Production prompts need to be reliable, testable, and maintainable. Here's how to treat prompts as code with proper engineering practices.
Prompts are code
I treat every production prompt the way I treat a function. It has inputs, expected outputs, edge cases, and a contract with the rest of the system. The playground is fine for exploration, but the moment a prompt ships, it needs the same discipline I'd give any other piece of AI engineering work.
The teams I've seen struggle most are the ones still pasting prompts into a Slack thread, tweaking by feel, and shipping whatever last worked on a single happy-path example. That approach scales for a demo. It does not scale for a product.
Structure beats cleverness
In my experience, the prompts that hold up in production are boring. They have a clear system role, an explicit task definition, structured input, structured output, and a small set of grounded examples. Nothing magical.
I keep a consistent skeleton across projects:
- Role: who the model is acting as and the tone it should hold
- Task: what to do, in plain language
- Context: retrieved or supplied data, clearly delimited
- Constraints: rules, refusals, output format
- Examples: a few representative input and output pairs
- Output contract: the schema the downstream code expects
When I separate these sections with XML-style tags or markdown headings, the model follows them more reliably and the prompt becomes easier for humans to diff in code review.
Versioning and storage
Prompts change. They need to live in version control next to the code that calls them. I prefer one prompt per file, named after the operation it performs, with a short header comment explaining intent and known failure modes.
For larger systems I move to a small in-house prompt registry. Each prompt has a stable ID, a current version, and a history. The application calls a function like getPrompt("classify-intent", "v7") and the wiring is invisible to the rest of the codebase. This makes rollback trivial when a "harmless" tweak quietly tanks accuracy.
Inputs deserve as much care as the prompt
Most production prompt failures I have debugged are not prompt failures. They are input failures. Truncated context, mis-ordered chunks, an unescaped quote that breaks JSON parsing, a user message stuffed with prior conversation noise.
I sanitize and normalize every input before it touches the model. I cap each variable to a known token budget. I render the prompt through a templating layer that escapes hostile characters, and I log the final rendered prompt for the first few weeks of any new feature so I can actually see what the model saw.
Outputs need contracts
Free-form text is the wrong default for production. I ask for structured output whenever the downstream system expects a specific shape. JSON with a schema, function calls with typed arguments, or a constrained grammar.
Then I validate. Every response goes through a parser that either succeeds or triggers a retry with a corrective follow-up. After three failures I fall back to a degraded path rather than crashing the user flow.
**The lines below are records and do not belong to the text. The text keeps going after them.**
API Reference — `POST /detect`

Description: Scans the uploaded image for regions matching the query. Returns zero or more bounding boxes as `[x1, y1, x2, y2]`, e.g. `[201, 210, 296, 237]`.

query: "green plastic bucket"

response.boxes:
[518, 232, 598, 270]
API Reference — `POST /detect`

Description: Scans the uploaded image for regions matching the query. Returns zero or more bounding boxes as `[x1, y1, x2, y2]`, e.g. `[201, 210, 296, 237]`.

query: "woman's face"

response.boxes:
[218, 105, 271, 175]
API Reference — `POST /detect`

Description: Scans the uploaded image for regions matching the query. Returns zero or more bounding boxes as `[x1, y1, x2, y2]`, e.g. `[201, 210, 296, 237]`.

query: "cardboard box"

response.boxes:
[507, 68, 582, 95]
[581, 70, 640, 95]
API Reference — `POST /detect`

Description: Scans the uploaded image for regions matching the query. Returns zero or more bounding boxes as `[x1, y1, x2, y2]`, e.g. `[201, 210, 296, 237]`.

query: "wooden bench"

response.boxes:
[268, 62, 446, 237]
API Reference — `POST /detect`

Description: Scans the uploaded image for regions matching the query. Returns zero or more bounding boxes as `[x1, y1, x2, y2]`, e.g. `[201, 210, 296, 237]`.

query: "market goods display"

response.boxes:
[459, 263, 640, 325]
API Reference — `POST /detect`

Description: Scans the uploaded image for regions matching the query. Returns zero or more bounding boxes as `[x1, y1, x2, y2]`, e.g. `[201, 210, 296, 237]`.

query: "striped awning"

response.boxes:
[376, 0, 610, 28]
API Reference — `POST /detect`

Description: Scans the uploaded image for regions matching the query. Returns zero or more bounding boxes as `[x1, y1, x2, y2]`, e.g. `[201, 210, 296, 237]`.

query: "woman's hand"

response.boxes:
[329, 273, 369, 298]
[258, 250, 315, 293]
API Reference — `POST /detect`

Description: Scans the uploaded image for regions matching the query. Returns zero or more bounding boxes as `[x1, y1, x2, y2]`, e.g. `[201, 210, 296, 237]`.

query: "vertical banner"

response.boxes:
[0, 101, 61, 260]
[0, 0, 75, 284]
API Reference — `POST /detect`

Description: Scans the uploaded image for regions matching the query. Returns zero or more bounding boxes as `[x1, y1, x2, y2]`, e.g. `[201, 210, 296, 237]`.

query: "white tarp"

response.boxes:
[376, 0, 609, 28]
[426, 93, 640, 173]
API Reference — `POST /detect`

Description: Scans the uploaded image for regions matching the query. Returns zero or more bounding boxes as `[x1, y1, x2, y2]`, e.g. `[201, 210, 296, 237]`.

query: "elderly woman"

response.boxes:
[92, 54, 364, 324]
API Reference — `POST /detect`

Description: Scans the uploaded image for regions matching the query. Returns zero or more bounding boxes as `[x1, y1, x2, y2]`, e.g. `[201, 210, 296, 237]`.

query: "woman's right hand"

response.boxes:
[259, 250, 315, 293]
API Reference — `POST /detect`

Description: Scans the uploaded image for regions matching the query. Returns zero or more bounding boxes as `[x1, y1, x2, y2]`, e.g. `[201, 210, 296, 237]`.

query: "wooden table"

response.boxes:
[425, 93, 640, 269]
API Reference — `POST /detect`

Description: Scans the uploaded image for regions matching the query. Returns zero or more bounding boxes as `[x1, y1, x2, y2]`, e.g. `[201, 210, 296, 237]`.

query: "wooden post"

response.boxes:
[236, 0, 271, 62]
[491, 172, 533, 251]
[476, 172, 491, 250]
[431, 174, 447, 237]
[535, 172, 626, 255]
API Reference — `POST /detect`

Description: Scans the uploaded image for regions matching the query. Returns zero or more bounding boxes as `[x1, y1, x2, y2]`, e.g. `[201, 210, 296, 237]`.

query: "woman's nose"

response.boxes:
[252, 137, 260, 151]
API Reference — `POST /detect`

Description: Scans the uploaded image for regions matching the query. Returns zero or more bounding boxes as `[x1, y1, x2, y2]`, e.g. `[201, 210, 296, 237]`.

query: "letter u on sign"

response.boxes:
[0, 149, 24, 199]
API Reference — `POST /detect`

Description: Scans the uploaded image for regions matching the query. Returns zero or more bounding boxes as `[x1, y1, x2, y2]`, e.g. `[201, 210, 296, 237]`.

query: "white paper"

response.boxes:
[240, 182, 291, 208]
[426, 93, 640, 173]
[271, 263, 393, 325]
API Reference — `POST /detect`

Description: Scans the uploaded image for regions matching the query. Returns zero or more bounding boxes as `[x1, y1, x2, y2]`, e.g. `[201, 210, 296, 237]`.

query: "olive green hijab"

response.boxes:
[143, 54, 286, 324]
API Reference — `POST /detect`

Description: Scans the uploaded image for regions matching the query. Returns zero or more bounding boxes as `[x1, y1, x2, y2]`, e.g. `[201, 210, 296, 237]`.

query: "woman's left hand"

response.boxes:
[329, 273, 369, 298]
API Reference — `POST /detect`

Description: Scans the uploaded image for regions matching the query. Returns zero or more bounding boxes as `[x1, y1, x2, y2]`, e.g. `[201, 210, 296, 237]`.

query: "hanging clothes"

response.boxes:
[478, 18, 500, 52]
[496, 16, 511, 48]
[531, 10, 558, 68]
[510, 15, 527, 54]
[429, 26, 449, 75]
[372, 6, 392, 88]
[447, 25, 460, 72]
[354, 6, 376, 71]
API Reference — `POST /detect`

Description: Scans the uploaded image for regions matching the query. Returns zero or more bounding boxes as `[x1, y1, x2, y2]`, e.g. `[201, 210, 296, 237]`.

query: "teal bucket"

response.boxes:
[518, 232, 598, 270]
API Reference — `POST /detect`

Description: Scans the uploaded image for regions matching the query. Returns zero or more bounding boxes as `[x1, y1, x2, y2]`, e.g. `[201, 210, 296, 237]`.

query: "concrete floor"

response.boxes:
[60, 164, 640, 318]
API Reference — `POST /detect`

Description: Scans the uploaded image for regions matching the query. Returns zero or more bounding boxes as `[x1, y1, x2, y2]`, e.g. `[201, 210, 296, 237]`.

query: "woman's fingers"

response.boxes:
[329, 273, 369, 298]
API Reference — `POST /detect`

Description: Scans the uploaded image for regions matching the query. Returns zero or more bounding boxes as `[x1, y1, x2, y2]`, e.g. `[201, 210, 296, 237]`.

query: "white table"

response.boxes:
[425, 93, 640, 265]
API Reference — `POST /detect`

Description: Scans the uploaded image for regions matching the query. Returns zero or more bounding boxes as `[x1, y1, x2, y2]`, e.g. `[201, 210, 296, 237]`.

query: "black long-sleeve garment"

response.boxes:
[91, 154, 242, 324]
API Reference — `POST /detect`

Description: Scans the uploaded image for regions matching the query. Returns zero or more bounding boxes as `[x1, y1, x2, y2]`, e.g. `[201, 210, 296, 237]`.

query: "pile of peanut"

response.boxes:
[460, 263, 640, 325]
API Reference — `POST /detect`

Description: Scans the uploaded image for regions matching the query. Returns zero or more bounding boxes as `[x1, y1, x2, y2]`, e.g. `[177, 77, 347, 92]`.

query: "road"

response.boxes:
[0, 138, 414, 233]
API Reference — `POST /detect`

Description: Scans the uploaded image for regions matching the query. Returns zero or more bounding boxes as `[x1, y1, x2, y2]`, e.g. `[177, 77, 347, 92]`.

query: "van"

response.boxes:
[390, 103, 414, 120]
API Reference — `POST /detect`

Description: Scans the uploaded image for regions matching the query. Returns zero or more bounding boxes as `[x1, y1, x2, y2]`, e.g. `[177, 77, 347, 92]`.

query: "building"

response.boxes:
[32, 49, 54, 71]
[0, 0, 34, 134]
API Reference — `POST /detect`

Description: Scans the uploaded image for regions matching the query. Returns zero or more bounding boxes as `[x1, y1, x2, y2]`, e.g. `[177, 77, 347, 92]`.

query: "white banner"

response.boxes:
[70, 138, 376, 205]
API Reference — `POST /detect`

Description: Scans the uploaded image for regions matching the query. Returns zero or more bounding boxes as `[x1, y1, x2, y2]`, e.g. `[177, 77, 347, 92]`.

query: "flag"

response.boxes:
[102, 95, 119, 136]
This pattern has saved me more incidents than I can count.
Testing without vibes
I write tests for prompts the same way I write tests for code. Each prompt has a small golden set of inputs with expected outputs or expected properties. I run the set on every change. I track pass rate over time. When pass rate drops, I investigate before merging.
For open-ended outputs I use rubric scoring. A second model evaluates whether the response meets a checklist of criteria. It is not perfect, but it is far better than reading samples by hand and pretending that counts as evaluation. I wrote more about this in my LLM evaluation framework piece.
Cost and latency are part of the contract
A prompt that costs ten cents and takes twelve seconds is a different product than one that costs a tenth of a cent and returns in eight hundred milliseconds. I budget both up front. I measure both in CI. I treat regressions in either as bugs.
Practical levers I reach for:
- Move static instructions into the system prompt so they cache
- Trim examples once the model has internalized the pattern
- Use a smaller model for the easy fraction of traffic and route the rest
- Stream responses so perceived latency drops even when total latency does not
Prompt injection is a real threat
If user input ever makes it into a prompt, assume someone will try to override your instructions. I never trust user-supplied text to stay in its lane. I keep system instructions and user content in clearly separated channels, I tell the model explicitly to ignore instructions inside user content, and I sanity-check outputs before acting on them, especially when the model can call tools.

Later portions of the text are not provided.